Un día de marcha, a principios de los 2000. Veníamos en el metro de Caracas, hace ya unos cuantos años. Era la época en la que el chavismo empezaba a sacar las uñas y uno se iba a la calle en el día y caceroleaba en la noche. El vagón lleno, gente con banderas y pancartas. Misión cumplida, decíamos. Le enseñamos al gobierno que somos muchos, que no nos vamos a cansar, que saldremos todos los días si hace falta. Que no vamos a dejar que nos roben la democracia.

La conversa con un vecino de vagón, que se presentó como Oswaldo, empezó con trivialidades; small talk, que diría un gringo. Que si había mucha gente en la marcha, que si yo –decía el vecino- tengo un puesto de supervisor de administración en una empresa y estudié en la universidad porque mi mamá, limpiando casas, me pudo mantener y yo trabajaba de día de mensajero y estudiaba de noche y así salimos de abajo. Luego nos mudamos del barrio al apartamento donde vivimos ahora, en una zona segura; no tenemos lujos pero tampoco nos falta nada para vivir.
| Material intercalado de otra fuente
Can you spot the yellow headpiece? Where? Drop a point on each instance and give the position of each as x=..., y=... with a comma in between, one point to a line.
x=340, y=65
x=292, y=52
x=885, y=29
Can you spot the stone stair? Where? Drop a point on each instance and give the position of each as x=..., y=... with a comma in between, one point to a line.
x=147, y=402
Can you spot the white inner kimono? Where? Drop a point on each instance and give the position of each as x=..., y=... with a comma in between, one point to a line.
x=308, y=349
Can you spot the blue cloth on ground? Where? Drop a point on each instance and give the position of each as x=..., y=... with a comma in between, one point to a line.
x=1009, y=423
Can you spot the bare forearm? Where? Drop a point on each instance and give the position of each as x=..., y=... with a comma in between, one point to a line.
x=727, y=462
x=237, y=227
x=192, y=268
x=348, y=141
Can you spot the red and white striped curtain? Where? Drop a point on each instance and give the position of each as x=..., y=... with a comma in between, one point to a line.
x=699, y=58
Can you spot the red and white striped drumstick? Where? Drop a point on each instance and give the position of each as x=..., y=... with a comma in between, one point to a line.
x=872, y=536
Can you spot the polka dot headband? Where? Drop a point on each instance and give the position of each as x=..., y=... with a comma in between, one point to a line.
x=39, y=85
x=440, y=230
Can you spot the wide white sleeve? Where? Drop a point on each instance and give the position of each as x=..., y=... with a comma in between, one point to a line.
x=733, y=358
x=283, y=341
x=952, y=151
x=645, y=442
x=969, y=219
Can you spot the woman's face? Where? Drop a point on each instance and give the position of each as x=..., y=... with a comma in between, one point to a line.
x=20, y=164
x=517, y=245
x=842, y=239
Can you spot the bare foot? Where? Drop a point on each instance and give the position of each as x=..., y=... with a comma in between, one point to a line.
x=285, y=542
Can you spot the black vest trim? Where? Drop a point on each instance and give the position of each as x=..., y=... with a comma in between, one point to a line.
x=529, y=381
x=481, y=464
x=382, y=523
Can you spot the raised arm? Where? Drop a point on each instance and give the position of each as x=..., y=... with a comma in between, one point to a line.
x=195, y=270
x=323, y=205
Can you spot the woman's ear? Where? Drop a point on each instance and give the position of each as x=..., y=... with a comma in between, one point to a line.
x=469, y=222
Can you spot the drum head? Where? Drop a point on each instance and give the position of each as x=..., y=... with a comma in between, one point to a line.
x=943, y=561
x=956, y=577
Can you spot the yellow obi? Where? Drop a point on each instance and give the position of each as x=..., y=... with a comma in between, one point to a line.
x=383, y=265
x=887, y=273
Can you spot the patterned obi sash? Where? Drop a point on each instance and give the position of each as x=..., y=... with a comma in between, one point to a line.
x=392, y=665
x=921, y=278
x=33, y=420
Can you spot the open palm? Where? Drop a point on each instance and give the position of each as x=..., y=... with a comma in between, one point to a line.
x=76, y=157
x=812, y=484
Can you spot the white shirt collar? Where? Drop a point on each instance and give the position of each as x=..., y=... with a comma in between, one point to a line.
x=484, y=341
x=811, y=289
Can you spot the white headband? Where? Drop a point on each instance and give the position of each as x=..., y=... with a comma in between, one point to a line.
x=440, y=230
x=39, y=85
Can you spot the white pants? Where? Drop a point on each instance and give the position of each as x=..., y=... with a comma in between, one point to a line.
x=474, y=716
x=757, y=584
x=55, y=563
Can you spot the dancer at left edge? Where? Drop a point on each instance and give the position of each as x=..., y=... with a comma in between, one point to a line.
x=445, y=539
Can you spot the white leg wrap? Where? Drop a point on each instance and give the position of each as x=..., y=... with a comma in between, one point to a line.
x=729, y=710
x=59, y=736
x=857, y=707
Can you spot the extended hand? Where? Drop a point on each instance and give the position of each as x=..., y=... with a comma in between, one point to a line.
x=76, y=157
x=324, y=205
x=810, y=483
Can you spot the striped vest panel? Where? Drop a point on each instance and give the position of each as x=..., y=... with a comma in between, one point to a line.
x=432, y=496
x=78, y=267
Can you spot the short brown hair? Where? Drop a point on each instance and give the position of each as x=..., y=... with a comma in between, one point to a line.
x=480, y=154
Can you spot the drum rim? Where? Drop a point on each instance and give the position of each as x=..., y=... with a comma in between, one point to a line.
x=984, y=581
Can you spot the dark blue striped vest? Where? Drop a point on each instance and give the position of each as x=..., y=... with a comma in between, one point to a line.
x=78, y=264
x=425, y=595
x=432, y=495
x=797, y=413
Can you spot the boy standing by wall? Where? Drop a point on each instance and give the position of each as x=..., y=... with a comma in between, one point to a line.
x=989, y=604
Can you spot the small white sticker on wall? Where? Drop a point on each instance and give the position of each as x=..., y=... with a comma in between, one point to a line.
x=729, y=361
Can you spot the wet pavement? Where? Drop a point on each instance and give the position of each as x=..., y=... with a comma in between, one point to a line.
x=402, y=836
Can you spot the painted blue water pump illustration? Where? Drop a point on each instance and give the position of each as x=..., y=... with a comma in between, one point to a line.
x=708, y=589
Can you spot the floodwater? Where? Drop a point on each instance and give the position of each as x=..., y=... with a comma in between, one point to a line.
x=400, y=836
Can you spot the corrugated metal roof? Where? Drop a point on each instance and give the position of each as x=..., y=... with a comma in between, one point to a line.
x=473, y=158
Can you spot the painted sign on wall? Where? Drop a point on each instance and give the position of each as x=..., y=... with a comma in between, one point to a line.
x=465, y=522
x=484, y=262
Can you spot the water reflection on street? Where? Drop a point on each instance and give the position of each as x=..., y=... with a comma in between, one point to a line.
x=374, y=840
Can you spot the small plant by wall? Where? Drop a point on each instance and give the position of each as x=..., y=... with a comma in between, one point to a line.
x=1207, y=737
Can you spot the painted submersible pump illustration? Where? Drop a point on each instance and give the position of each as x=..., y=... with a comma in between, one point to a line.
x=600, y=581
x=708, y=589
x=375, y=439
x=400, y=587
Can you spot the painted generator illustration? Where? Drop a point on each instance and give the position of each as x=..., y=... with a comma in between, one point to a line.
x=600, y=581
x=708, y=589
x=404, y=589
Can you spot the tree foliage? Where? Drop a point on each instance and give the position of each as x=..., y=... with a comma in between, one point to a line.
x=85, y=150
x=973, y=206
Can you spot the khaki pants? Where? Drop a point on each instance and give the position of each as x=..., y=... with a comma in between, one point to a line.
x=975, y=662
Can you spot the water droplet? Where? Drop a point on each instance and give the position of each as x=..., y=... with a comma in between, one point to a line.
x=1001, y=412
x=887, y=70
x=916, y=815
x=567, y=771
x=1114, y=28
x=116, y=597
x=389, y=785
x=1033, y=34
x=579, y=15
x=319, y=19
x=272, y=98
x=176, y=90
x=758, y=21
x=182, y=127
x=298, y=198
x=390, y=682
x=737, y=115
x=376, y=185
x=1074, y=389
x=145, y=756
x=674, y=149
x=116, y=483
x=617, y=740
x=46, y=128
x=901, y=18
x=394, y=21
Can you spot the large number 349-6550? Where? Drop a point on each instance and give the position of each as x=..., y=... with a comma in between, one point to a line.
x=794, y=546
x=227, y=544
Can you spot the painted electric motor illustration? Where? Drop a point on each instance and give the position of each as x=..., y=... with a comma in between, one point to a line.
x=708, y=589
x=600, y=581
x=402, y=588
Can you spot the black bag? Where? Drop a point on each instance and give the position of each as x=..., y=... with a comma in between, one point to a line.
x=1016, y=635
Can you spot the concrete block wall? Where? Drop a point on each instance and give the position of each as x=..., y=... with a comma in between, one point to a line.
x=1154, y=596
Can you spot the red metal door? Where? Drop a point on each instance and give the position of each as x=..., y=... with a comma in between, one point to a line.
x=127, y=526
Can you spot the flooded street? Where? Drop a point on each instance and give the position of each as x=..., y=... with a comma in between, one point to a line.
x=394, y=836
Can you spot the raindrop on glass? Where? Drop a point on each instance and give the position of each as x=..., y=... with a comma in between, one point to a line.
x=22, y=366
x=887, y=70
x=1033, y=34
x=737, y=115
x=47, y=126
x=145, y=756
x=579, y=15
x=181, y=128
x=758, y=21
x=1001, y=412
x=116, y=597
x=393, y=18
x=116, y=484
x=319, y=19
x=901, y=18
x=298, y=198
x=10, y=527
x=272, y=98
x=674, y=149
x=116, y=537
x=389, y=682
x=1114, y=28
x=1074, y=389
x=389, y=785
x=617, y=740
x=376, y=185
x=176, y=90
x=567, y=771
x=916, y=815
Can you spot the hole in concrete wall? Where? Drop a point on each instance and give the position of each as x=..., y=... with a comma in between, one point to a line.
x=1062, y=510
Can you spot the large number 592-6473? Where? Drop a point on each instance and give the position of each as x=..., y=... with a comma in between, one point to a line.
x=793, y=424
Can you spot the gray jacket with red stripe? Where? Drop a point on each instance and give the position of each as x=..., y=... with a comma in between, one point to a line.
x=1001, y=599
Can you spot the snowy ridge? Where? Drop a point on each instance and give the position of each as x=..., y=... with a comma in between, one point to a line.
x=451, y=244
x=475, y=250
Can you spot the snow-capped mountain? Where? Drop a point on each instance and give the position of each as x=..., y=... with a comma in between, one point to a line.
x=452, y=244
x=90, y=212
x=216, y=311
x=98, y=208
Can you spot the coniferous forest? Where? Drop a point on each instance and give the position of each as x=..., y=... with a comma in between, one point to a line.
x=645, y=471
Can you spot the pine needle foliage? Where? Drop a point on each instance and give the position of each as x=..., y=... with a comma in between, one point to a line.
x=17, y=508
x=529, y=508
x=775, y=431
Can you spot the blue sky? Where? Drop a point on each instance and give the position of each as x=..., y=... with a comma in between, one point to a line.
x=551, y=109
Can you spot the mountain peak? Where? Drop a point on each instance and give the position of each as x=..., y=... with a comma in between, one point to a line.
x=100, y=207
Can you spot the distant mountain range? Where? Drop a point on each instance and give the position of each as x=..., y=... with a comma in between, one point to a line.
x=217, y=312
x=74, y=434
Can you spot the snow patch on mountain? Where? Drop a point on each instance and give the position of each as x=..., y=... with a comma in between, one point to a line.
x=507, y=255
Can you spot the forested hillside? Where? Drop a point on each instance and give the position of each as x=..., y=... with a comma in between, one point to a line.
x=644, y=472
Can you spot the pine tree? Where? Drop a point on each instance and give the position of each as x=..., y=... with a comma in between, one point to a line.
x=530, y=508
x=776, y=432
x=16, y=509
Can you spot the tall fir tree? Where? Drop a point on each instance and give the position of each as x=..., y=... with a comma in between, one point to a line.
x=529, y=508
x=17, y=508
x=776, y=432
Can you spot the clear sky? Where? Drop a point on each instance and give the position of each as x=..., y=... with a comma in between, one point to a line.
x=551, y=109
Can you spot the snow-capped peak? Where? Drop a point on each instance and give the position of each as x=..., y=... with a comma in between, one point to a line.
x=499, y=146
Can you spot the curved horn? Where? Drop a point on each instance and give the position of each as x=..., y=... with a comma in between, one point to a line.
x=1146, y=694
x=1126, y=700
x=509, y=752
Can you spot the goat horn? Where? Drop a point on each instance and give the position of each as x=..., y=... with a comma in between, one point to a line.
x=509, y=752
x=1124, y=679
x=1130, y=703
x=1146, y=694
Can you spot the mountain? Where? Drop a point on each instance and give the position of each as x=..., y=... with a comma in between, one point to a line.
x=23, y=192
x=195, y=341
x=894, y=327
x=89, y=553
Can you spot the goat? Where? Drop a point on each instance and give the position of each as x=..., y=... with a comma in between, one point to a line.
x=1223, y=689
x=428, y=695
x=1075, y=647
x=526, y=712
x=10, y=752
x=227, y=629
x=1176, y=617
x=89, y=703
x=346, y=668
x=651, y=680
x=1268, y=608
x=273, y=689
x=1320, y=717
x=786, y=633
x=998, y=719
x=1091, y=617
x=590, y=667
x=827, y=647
Por ahí andaba la charla cuando un señor cuarentón interrumpió de repente desde su asiento “Coño, ¿y tú estudiaste? –preguntó descreído- Porque fíjate que yo no pude. A mí los adecos y los copeyanos no me dejaron estudiar”, dijo, mostrando sin disimulo sus obvias simpatías por Chávez y por la cháchara redentora. Pero Oswaldo no se quedó callado y le soltó que él sí había ido a la escuela y al liceo y a la universidad, a punta de trabajo y de sacrificio; que en Venezuela se podía estudiar en los colegios públicos sin pagar nada. Y que él era de los que se quedaba en su casa estudiando cuando sus panas se iban de rumba; los mismos panas que después lo llamaban sifrino porque tenía un trabajo bueno, andaba bien vestido y se iba a comprar un carro.

El señor que no había podido estudiar, Carlos se llamaba, hizo el amague de contestar, pero allí intervino un tercero, contundente, sin pelos en la lengua. “Yo no estudié porque no me dio la gana. Bastante que me lo dijo mi mamá, que no me quedara sin educación, que era pública y no se pagaba, que ella me ayudaba con los libros y yo podía chambear y de repente llegar hasta la universidad y todo eso. Empujado llegué hasta segundo año de bachillerato, pero me ladillé y dejé el liceo. No es que me haya ido mal, porque tengo un negocio que es mío, allá en el barrio, y me da lo suficiente. Pero si yo hubiera querido y le hubiera puesto empeño hasta doctor sería hoy”.

Carlos no cedió ante los argumentos de sus compañeros de conversa. Insistió en que él no había podido ir a la escuela por culpa de los gobiernos de antes, y que él ya estaba viejo para empezar a estudiar pero ahora con Chávez a nadie le iba a faltar educación y el país iba a ser distinto y el gobierno se iba a encargar de proteger a los que tenían menos recursos, como él mismo, y ya verían como todos iban a estar mejor. Menos los ricos, porque esos tenían que pagar por la corrupción y por lo que le habían quitado a la gente como él.

Llegó nuestra parada en La California y salimos del vagón, no sin antes despedirnos de los tres vecinos, que ya tenían una discusión armada sobre los 40 años de democracia y los chavistas y por ahí seguirían. Tres personas en el metro; todas de origen humilde, cada una con su historia, sus logros y sus fallos. Tres visiones de vida. Dos de ellos habían votado por Chávez; el tercero –el estudiado- no. Dos asumían su responsabilidad por la vida que llevaban y por lo lejos o cerca que habían llegado. El tercero –Carlos- le echaba la culpa a los demás y ponía su futuro en manos de los demás. En manos de la revolución.

De este episodio hace más de 15 años. De las promesas de Chávez y su megalomanía no queda sino un país en ruinas. A la educación pública de los años de democracia se la tragó el mismo desmadre que acabó con todo. Por pura curiosidad, me gustaría saber por dónde andan y qué habrá sido de aquellas tres personas que conocimos ese día en el metro.